というのは、主の教えはそう命じており、これが私たちの孤独の特徴であり、運命によるものではないからです。ですから、私たちの誰も、時が仕事と必要性に合致しているときには、行為によって公然と愛を知らせ、この内なる美徳を示すことを怠りません。特に、孤独の規則の下に完全に身を委ねていない人たちはそうします。しかし、そのような人たちにとっての孤独とは、週に一度以外は誰にも会わないことを意味します。彼らは、彼らの規則の定義によって、同胞に慈悲の行為を示すことから自分たちを切り離したわけではありません。非常に献身的で孤独な人だけが、人々の目を避けるのです。同胞への愛がなければ、心は神との交わりと神への愛によって照らされることができないことを私たちは知っています。それゆえ、食べ物と着るものを持っている孤独な人たちのうち、隣人が飢えているのを見て、手を差し伸べることを我慢して控えることができたでしょうか。
あるいは、肉親が病気で苦しみ、訪問客もいないときに、孤独を愛するあまり、自分の隠遁生活よりも自分の隠遁生活の規則を重んじた者がいるだろうか。
しかし、そのような状況が身近にない場合、私たちは愛と慈悲を心に留め、従者への慈悲を実践する。実践が身近にある場合、神は私たちにそれを実際に行うことをはっきりと要求する。
これはよく知られていることだが、私たちが何も得ていないなら、貧しい人々のために心配や迷惑に身をさらすことは許されない。しかし、私たちには持っているものから与えることが要求される。
そして、私たちの住居が人々の住居から遠く離れ、人々との交流や彼らの姿から遠く離れているとき、私たちは自分の独房や孤独で寂しい住居を離れ、病人を訪問し、同様の修行に励むために、世界をさまよう必要はありません。なぜなら、そうする者は偉大さから小ささへと堕落することが知られているからです。
しかし、隠遁者が多くの人々の住居に住み、彼らと常に一緒にいることで人々と親しく、他の人々が疲れているときに(健康であろうと病気であろうと)休むことができるなら、他の人に多くを求めずに修行に励む義務があります。
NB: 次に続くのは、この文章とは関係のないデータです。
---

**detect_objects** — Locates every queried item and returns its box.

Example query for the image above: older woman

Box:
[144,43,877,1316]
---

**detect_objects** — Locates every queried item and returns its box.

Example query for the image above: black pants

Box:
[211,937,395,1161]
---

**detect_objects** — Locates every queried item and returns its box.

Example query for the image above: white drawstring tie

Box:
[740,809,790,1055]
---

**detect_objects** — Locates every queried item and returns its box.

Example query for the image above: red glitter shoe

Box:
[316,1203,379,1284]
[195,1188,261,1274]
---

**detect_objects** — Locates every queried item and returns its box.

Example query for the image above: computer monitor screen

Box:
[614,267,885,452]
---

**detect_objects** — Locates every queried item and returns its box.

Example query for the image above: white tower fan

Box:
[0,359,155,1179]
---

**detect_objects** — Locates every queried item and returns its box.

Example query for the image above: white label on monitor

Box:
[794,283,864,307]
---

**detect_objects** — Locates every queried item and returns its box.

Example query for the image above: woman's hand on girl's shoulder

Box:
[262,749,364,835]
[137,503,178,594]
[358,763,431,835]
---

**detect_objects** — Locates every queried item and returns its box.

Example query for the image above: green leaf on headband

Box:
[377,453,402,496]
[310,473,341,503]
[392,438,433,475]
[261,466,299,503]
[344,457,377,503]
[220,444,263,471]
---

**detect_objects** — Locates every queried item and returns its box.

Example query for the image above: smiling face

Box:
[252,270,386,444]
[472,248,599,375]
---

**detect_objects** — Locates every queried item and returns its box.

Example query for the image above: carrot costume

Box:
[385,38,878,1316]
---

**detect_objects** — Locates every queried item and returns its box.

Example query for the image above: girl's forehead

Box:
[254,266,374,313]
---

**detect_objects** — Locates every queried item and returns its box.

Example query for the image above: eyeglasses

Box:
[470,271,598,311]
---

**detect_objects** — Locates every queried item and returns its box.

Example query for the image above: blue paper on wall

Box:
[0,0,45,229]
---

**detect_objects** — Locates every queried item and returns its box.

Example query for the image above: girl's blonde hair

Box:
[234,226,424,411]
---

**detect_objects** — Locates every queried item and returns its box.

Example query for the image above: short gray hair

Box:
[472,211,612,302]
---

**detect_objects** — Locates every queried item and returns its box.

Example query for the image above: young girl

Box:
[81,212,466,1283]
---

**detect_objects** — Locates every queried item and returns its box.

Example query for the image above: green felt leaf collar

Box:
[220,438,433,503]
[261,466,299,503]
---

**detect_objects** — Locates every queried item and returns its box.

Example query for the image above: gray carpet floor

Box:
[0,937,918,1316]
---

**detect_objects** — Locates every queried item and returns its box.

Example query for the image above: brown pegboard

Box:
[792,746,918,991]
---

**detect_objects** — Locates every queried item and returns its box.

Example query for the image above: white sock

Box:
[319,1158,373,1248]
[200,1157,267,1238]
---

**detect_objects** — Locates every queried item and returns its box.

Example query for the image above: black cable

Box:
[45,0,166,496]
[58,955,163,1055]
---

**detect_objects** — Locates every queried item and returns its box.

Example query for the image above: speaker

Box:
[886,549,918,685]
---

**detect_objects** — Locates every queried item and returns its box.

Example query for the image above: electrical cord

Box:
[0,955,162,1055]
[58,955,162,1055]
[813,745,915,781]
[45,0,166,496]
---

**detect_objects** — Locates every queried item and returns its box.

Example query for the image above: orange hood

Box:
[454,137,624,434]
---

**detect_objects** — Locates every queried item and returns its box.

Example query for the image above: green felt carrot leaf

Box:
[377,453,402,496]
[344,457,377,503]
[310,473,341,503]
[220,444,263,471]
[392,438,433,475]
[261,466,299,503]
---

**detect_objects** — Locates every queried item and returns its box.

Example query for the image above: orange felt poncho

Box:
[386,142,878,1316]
しかし、肉と信仰による兄弟が困難に陥っている、あるいはむしろキリストに拒絶され、悩まされているのを見て、逃げて身を隠し、見せかけの孤独を装うなら、このように行動する者は容赦がありません。
テーバイのヨハネやアルセニオスなどを思い出させないでください。誰がそのような行為に身を捧げ、病人や貧しい人を世話し、孤独を軽蔑したでしょうか。彼らの話に近づかないでください。なぜなら、あなたがすべての慰めから遠く離れ、彼らがそうであったように人々と会うことさえないのであれば、そのような[実践]行為を軽蔑することは許されるからです。しかし、あなたが完全な状態から遠く離れ、絶えず肉体労働や職業に没頭しているのであれば、なぜあなたは自分の尺度に合った戒律を軽蔑し、聖人の偉大な振る舞いに逃げ込むのですか。そのような振る舞いにはあなたは近づきません。
私に関して言えば、聖マカリオスの例を引用するのを忘れることはありません。それは、いわば同胞を軽蔑する人々を叱責するために書かれたものです。ある日、彼は病気の人を訪ねました。何か欲しいものはないかと尋ねると、彼はこう答えた。「焼きたてのパンが欲しい。」 孤独な人たちは、たいてい一年間パンを焼いていた。それがその土地の習慣だった。それから、その祝福された男は、90歳で、アレクサンドリアの町スケティから40マイル以上も離れたところまで、乾いたパンを頭巾に入れて運んだ。そこで彼はパンを替えて、病人に欲しいものを届けた。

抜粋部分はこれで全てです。